Untertitel: Helden & Heuchler - Händler & Heloten - Hetzer & Historiker als Mitwirkende beim und nach dem Deutsch-Herero-Krieg
Herausgeber: A.W. Steffan
Schriftenreihe zur Förderung geschichts-, kultur- und naturwissenschaftlicher Forschung im Bereich der ehemaligen deutschen Einfluß- und Schutzgebiete in Übersee
6. Jahrgang - Heft 11/2006
Windhoek-Gelnhausen 2006
ISBN: 99916-793-6-7
Broschur, 16x23 cm, 100 Seiten, etliche sw- und Farbabbildungen


Inhalt:

Steffan, A. Wilhelm:
Wege zur Wahrheit Helden & Heuchler, Hetzer & Historiker

Von Koenen, Eberhard:
Schuld, Schicksal, Sühne im Hero-Krieg

Wienecke, Werner:
Hindernisse auf dem Weg zur Versöhnung

Schneider-Waterberg, Hinrich R.:
Der Wahrheit eine Gasse

Kirschnereit, Kurt:
Ein versäumtes Schuldbekenntnis

Epple, August W.:
Indoktrinierte Behandlung kolonialer Völkermorde im Schulunterricht

Horn, Hans-Rudolf:
Zeitgemäße Erinnerungskultur statt Geschichte

Steffan, A. Wilhelm:
Bemerkungen zur scheinbaren Trilogie

Von der Heyde, H. & Godendorff, S.:
Rechtfertigung zum Vorgehen der Abteilung von der Heyde

Schneider-Waterberg, Hinrich R.:
Planmäßig verbrecherische Kriegsführung?

Von Bühlow, Bernhard:
Reichstagsrede vom 04. Dezember 1904

Schulze-Rhonhof, G.:
Deutsche Kolonien und der Zweite Weltkrieg

Mayet, Peter Michael:
Berichterstattung über die Fischfluß-Operation

Godendorff, Schulze-Rhonhof, Steffan:
Besprechung neuerschienener Bücher

Herausgeber
Danksagungen und „Bisherige Ausgaben“


"Planmäßig verbrecherische Kriegsführung?"

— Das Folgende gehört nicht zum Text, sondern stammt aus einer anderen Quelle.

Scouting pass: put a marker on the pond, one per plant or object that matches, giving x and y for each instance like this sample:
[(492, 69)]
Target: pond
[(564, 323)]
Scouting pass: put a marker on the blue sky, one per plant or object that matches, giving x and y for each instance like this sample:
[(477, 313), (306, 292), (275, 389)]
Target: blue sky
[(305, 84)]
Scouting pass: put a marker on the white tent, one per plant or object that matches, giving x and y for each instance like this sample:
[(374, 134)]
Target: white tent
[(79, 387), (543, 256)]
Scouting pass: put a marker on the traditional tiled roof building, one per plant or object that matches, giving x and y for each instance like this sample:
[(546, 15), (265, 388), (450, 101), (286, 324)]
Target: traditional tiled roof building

Eine Betrachtung von Hinrich R. Schneider-Waterberg

Magisterarbeit Klaus Lorenz - Rätselhafte Stabsrevolte - Verbrecherische Kriegsführung? - Telegramme per Ochsenwagen - Der Reichstag und der Kolonialkrieg - Die Proklamation an die Herero verblaßt - Die vergessene Proklamation vom 10. Juni 1904 - Primat der Politik im Krieg - Unliebsame Realitäten

1. Magisterarbeit Klaus Lorenz

Unter Berücksichtigung des amtlichen Generalstabsberichtes [1904], einschließlich der darin enthaltenen diesbezüglichen Verschleierungen, und anhand der strategisch-taktischen Gegebenheiten rekonstruierte KLAUS LORENZ die militärischen Wirklichkeiten der Gefechte der deutschen Schutztruppe mit den Herero bei Waterberg/Hamakari, sowie deren ,Verfolgung’ in das Sandfeld. Militärisch sachlich und schlüssig versteht er den Hererokrieg als einen unter vielen Kolonialkriegen im Zeitalter des Imperialismus und lehnt dabei dessen Deutung als ‚einen planmäßigen Genozid’ klar ab.

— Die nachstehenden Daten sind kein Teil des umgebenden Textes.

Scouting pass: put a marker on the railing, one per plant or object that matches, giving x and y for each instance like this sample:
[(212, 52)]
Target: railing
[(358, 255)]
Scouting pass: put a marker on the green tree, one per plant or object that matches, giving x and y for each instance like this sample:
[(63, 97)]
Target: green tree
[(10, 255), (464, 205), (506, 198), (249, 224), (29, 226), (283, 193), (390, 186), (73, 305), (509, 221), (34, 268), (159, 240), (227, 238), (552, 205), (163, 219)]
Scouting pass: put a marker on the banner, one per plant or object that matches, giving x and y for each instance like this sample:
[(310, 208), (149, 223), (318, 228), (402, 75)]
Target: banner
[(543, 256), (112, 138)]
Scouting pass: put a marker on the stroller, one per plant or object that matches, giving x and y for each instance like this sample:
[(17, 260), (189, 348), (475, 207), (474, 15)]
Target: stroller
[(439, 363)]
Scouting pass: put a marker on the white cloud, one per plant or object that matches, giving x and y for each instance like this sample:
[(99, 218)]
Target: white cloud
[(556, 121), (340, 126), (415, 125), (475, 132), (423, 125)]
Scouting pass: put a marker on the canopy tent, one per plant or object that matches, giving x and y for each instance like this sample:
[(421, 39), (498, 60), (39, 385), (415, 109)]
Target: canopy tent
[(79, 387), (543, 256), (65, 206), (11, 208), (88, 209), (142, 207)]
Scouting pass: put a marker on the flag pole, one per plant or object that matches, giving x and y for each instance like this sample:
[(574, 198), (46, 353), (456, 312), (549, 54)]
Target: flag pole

Die Summe der Untersuchungen reichte LORENZ unter dem Titel „Die Rolle der Kaiserlichen Schutztruppe als Herrschaftsinstrument in Südwestafrika“ erfolgreich ein zur Erlangung eines ‚Magister artium’ an der Philosophischen Fakultät der Universität Hamburg [LORENZ 1999]. Man attestierte ihm damit eine deutliche Korrektur der bisherigen historischen Anschauungen und ,Forschungsbemühungen’. Ein überzeugendes Ergebnis seiner Untersuchungen sei der Nachweis, daß es zwinge sich von einer Legende zu verabschieden, die seit dem Versailler Vertrag mit der sogenannten „Kolonialschuldlüge“ im Zentrum historiographischer Kontroversen um die deutsche Kolonialgeschichte stehe.

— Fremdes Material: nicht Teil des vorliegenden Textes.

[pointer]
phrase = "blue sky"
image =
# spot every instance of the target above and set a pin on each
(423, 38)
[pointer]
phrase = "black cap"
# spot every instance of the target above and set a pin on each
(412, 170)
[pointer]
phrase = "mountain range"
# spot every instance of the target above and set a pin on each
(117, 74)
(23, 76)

Teile aus der Zusammenfassung dieser zuvor nicht veröffentlichten Magisterarbeit sind zusammen mit einer kurzen Einführung der Schriftleiterin in den ‚Nachrichten der Gesellschaft für Wissenschaftliche Entwicklung in Swakopmund erschienen [LORENZ / FLAMM-SCHNEEWEISS 2001]. Einen vollständigen Ausschnitt seiner Arbeit, der sich ausschließlich mit den Gefechten von Hamakari und anschließenden Unternehmungen der deutschen Schutztruppe unter dem Oberbefehl des Generals VON TROTHA befaßte, veröffentlichte der Verfasser in ‚Befunde und Berichte zur Deutschen Kolonialgeschichte’ 01: 049-066 [LORENZ 2001].

Sofort nach Erscheinen desselben kündigte er dem Herausgeber der BefBer Dtsch Kol.gesch an, noch einen weiteren Abschnitt derselben zur Veröffentlichung einreichen zu wollen, der sich mit einer Revolte im Hauptquartier des Generals LOTHAR VON TROTHA unter Führung des Generalstabschefs CHALES DE BEAULIEU befassen würde. Infolge seines plötzlichen Todes konnte er die Druckvorbereitungen nicht mehr selbst vornehmen. Aus der von den Hinterbliebenen des Verfassers dem Herausgeber der BefBer Dtsch Kol.gesch zur Verfügung gestellten Xerokopie der gesamten Magisterarbeit und mit Zustimmung derselben hat der Herausgeber den betreffenden Abschnitt (Seiten 132-138 des Originals) wörtlich in den BefBer Dtsch Kol.gesch wiedergegeben [LORENZ & STEFFAN 2004].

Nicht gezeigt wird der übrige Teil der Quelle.